Floating Point & Rounding

01. Non-Integer Numbers

In standard binary, we handle integers easily (unsigned or two's complement). But what about 3.1415 or 0.005? In base 10 (Decimal), digits to the right of the dot represent powers of 1/10 ($10^{-1}, 10^{-2}$...).

In Binary (base 2), we do the same. Digits to the right of the binary point represent powers of 1/2 ($2^{-1}, 2^{-2}$...).

... $2^2$ | $2^1$ | $2^0$ . $2^{-1}$ | $2^{-2}$ | $2^{-3}$ ...

There are two main ways to handle this in computer architecture:

Fixed Point

We lock the decimal point at a specific column (e.g., the last 4 bits are always fractions).
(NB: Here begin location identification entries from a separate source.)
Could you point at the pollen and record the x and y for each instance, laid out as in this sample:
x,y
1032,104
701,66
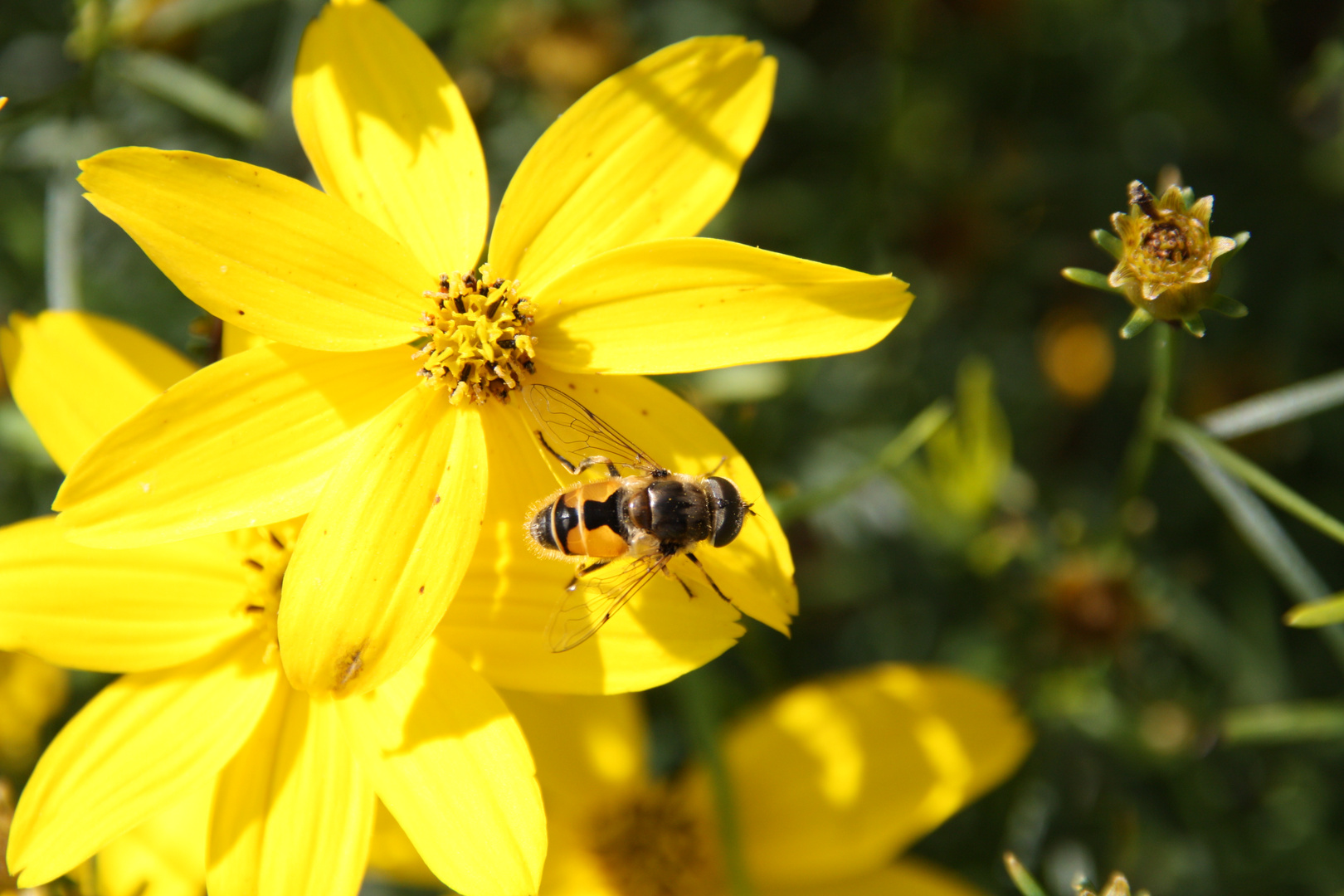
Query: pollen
x,y
265,553
477,338
654,844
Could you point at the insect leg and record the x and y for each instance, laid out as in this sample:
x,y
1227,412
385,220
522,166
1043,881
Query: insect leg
x,y
557,455
707,578
682,582
583,570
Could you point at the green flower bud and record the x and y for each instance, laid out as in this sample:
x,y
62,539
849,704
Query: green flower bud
x,y
1166,264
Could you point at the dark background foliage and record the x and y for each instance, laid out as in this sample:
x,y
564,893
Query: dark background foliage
x,y
968,145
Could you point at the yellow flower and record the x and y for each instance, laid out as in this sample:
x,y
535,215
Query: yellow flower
x,y
830,779
405,457
32,691
205,703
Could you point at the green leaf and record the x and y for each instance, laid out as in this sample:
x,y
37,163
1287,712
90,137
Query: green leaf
x,y
1274,409
1025,884
1270,489
1227,305
1322,613
1136,324
1089,278
1109,242
192,90
1283,723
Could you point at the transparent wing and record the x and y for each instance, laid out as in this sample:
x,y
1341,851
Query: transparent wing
x,y
578,433
596,598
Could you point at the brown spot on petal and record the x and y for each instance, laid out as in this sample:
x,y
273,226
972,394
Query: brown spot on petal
x,y
350,666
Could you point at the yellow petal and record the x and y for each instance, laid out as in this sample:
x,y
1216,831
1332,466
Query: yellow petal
x,y
386,547
117,610
388,134
696,304
234,340
134,750
832,778
244,442
166,856
499,617
261,250
293,811
908,878
650,152
32,692
392,855
449,762
77,375
587,750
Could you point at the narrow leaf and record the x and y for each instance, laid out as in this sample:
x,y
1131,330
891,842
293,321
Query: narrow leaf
x,y
1274,409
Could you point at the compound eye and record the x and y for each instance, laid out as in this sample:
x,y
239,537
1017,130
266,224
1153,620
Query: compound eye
x,y
728,509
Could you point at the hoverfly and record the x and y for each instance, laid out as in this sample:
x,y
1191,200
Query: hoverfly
x,y
626,527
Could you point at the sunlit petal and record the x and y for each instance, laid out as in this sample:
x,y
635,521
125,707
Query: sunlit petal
x,y
134,751
387,134
293,813
246,441
650,152
452,766
587,750
499,617
166,856
77,375
835,777
261,250
698,304
386,547
908,878
116,610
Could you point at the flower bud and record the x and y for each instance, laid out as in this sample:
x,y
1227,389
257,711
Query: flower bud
x,y
1166,264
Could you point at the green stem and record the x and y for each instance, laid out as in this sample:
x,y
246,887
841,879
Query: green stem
x,y
895,453
1138,455
696,696
1269,488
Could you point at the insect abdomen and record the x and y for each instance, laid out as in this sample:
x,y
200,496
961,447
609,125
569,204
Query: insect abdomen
x,y
587,522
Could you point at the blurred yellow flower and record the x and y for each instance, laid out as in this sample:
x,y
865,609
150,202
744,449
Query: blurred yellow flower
x,y
830,779
205,704
32,691
593,269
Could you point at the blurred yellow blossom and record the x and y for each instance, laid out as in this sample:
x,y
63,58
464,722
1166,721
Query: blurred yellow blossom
x,y
830,779
32,692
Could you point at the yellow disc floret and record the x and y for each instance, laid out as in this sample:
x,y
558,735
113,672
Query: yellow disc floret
x,y
479,338
654,844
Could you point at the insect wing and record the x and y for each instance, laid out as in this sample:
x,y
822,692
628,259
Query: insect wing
x,y
580,433
596,598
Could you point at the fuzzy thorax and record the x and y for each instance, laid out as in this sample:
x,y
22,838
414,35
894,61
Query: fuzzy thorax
x,y
477,338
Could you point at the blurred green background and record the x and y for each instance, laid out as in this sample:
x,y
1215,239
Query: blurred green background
x,y
968,147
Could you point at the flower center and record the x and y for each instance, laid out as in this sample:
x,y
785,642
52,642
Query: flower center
x,y
265,551
652,844
477,338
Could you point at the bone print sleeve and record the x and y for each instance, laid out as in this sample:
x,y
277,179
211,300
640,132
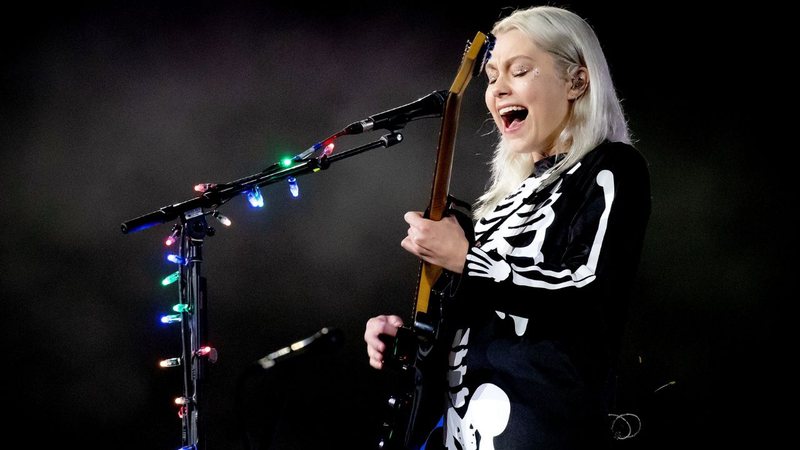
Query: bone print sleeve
x,y
578,238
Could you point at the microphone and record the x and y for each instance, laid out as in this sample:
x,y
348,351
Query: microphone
x,y
324,339
432,105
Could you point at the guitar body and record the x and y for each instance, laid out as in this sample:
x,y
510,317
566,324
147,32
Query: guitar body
x,y
420,364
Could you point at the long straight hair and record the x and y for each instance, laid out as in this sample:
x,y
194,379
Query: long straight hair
x,y
595,116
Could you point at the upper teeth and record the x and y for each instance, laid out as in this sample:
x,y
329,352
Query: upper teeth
x,y
508,109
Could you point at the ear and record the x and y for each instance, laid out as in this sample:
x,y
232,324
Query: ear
x,y
580,82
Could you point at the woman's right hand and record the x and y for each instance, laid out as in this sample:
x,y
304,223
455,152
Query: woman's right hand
x,y
376,326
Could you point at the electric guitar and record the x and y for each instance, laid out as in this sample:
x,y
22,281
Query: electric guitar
x,y
406,352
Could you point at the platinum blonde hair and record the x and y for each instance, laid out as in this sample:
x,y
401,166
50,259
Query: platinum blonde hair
x,y
595,116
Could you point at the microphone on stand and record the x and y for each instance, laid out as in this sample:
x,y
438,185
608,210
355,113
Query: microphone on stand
x,y
431,105
324,339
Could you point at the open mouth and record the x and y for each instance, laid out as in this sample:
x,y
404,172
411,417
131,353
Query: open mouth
x,y
513,116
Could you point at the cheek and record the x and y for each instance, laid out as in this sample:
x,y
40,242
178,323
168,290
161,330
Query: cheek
x,y
489,100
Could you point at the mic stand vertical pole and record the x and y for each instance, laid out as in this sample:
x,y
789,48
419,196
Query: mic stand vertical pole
x,y
194,329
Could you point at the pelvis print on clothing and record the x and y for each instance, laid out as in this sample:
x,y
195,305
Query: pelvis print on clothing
x,y
487,409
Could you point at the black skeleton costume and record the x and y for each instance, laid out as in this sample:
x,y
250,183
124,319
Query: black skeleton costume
x,y
539,311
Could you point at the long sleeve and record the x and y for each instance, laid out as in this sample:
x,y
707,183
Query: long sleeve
x,y
540,252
PRO: Simple math and logic.
CON: Inflexible. You lose range. If you need tiny numbers, you can't have huge numbers.

Floating Point (IEEE 754)

The decimal point "floats" using scientific notation ($1.xxx \times 2^{exp}$).
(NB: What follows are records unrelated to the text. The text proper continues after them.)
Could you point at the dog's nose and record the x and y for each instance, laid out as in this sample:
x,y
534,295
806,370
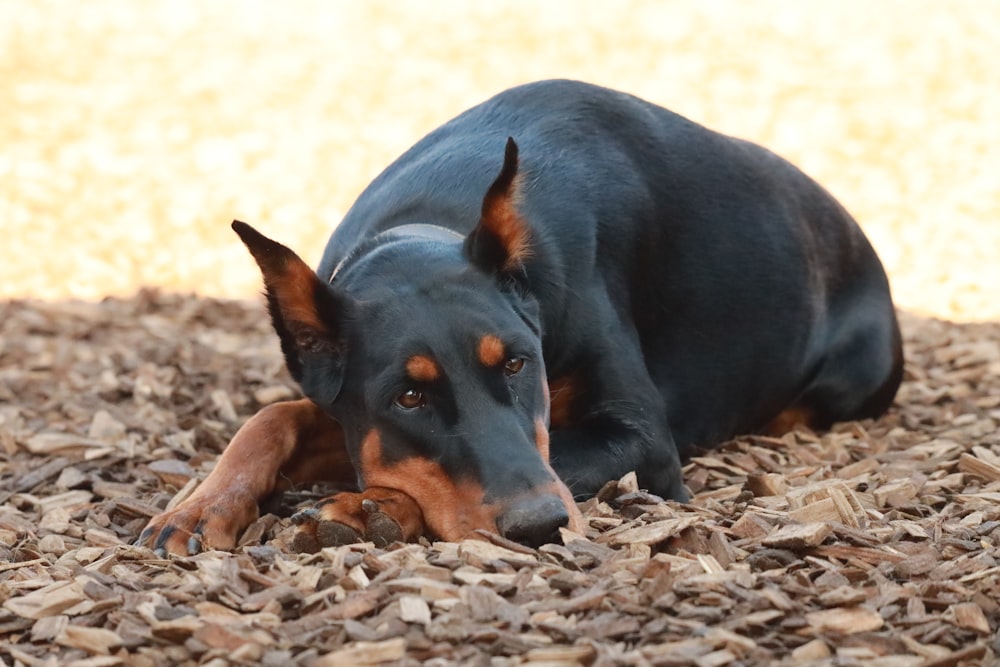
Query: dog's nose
x,y
534,521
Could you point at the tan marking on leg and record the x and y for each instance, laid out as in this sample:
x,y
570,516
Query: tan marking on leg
x,y
422,368
491,351
284,444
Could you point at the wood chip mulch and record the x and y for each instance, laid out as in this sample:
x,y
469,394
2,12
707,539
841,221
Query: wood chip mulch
x,y
876,543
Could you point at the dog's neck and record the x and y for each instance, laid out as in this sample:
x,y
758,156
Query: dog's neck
x,y
423,231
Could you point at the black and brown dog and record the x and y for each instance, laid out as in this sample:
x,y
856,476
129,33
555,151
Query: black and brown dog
x,y
476,350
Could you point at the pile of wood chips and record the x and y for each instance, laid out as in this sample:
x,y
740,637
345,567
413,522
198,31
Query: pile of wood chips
x,y
877,543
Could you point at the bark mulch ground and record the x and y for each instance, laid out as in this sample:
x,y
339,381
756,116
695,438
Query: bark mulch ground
x,y
876,543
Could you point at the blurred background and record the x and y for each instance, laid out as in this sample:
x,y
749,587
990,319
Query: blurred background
x,y
132,133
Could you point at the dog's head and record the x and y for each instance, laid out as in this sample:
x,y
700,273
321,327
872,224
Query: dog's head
x,y
427,349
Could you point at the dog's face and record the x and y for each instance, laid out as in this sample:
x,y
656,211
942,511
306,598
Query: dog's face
x,y
428,352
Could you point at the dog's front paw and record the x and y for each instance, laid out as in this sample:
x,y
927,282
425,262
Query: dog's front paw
x,y
377,514
202,522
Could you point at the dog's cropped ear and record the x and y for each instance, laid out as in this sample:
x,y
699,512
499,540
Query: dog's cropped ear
x,y
307,315
501,242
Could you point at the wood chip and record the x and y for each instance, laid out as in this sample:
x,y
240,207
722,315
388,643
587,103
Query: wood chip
x,y
798,536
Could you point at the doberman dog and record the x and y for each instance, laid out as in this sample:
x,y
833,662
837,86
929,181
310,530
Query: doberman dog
x,y
478,350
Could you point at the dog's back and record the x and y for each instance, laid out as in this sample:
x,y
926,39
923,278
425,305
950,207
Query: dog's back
x,y
747,287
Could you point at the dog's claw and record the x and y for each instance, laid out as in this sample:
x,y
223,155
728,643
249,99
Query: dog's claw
x,y
382,529
305,516
336,534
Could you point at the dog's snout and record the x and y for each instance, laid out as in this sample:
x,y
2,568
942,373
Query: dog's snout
x,y
534,521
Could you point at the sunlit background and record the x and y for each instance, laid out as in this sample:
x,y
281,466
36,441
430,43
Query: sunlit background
x,y
131,133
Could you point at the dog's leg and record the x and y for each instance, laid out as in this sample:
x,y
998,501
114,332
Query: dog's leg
x,y
284,444
610,419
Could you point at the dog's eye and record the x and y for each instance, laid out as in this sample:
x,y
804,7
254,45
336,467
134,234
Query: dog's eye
x,y
410,399
513,366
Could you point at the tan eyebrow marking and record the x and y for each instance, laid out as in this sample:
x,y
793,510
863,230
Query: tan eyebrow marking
x,y
422,368
491,350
PRO: Huge dynamic range (tiny to massive).
CON: More complex hardware; precision varies based on magnitude.

02. Anatomy of IEEE 754

We will use the Hypothetical 8-Bit Model from your text to explain the standard 32-bit format. It divides bits into three distinct groups:

1 Sign Bit (1 bit): 0 = Positive, 1 = Negative.
2 Exponent (4 bits): Determines the scale (moving the dot). It uses a Bias of 7.
Actual Exp = BinaryValue - 7
3 Significand (3 bits): The precision. It assumes a leading "1" before the dot.
Value = 1.0 + bits

Value = $(-1)^S \times (1 + \text{Signif}) \times 2^{(Exp - 7)}$

03. Interactive Bit Lab

Click the bits below to flip them (0/1) and see how the floating point value is calculated in real-time. This models the 8-bit example.

SIGN BIT

Positive (+)

EXPONENT (Bias 7)

2^0

SIGNIFICAND (1.xxx)

1.0

Calculation:

Try These Text Examples:

Example 1 (1.0): 0 0111 000 (Exp is 7-7=0, Mantissa is 0)
Example 2 (1.875): 0 0111 111 (Exp is 0, Mantissa is 0.875)
Example 3 (-3.0): 1 1000 100 (Sign -, Exp 8-7=1, Mantissa 0.5)

04. Rounding Error

Because we have finite bits (8 in our model, 32 in standard), we cannot represent every number on the infinite number line. We can only store specific "dots".

Key Concept: The gaps between representable numbers get larger as the numbers get bigger.

Near Zero, accuracy is high (dense dots). At high magnitudes, accuracy drops (sparse dots).

0 ← Value Magnitude → MAX

With IEEE 754 (32-bit), the max rounding error is approx 0.000006%. Sufficient for engineering, but dangerous if you ignore it in high-precision comparison logic.